Hodler graduated from Miami University (Ohio) with a bachelors in sociology and American religious movements, later earning his masters in sociology at the University of Greensboro and Ph.D. in critical cultural studies of sports at the University of Iowa.
“I looked at the media representations of Michael Phelps and how his position in the 21st century, during the Olympics and all that stuff kind of helped to make him famous,” Holder said. “What does that culturally mean for us to be celebrating someone of his success, but also of his nationality, gender, race?”
Since starting at URI as the first tenure track hire for sports media and communication in 2019, the program has grown in staff, students and majors. What was once 39 majors in the program has grown to nearly 250 majors. The growing student interest has allowed for sports media to stand as its own department separate from journalism and communications, allowing for a wider range of staff, specialty courses and the overall curriculum.
“I think we’re popular because sports are popular, right? It’s a multi-billion dollar industry,” Holder said. “Sports are so integral to people’s society and lived experiences that connect so much to their identity…it’s obvious that they would want to explore this when they’re on college campus.”
Due to the growth of sports media programs across schools, many students enter the program with pre-developed skills on sports media production. As a cultural critic, Hodler’s job is to give his students an understanding of the meaning of sports, and building on writing and storytelling skills. One of Hodler’s favorite parts of the job is helping students learn about the many ways sport, identities, and culture intersect, interact, and interrelate so they will be able to tell interesting and important stories in their own sport media creations and production.

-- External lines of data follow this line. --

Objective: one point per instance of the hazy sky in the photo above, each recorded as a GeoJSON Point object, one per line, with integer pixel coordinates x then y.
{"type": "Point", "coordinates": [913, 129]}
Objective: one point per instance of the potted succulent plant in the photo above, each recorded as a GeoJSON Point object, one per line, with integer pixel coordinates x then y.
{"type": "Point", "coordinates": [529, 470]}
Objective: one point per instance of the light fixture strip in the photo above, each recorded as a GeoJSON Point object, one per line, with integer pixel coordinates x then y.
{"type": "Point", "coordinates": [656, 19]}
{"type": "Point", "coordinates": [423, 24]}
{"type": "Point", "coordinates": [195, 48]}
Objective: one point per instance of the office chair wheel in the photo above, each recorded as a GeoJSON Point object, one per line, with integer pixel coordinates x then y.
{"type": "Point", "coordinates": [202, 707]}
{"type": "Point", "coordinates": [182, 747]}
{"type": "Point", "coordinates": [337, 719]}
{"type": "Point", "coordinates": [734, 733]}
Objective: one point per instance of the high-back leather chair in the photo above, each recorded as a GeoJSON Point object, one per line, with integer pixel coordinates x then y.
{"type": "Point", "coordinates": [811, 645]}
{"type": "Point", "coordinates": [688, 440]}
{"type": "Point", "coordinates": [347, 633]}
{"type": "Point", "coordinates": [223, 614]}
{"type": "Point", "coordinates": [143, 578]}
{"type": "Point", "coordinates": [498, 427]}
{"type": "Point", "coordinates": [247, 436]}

“[They] all are really well trained in how to write, how to research, and those things,” Hodler said. “And then I feel like my goal is to point towards the meaning of sports and help students think more broadly, more contextually.”
Recently tenured, Hodler plans to take a sabbatical for the upcoming school year to publish a book project on cultural politics at Barstool Sports. After teaching courses on the subject, he plans to take writings and presentations from the course to formulate how capitalism, betting, gender, race, and 21st century media as a whole are all understood through the culture of Barstool Sports.
Hodler’s research focuses on how meanings of race, gender, nationalism, and social class are constructed, produced, and/or remembered through sport and sport media. His academic work has been published in the Journal of Sport and Social Issues, Sociology of Sport Journal, Sport History Review, Communication and Sport, as well as The Conversation, Tropics of Meta, SwimSwam, and the Sport in American History blog. He is currently the editor for the “Film, Media, and Museums Reviews” section of the Journal of Sport History.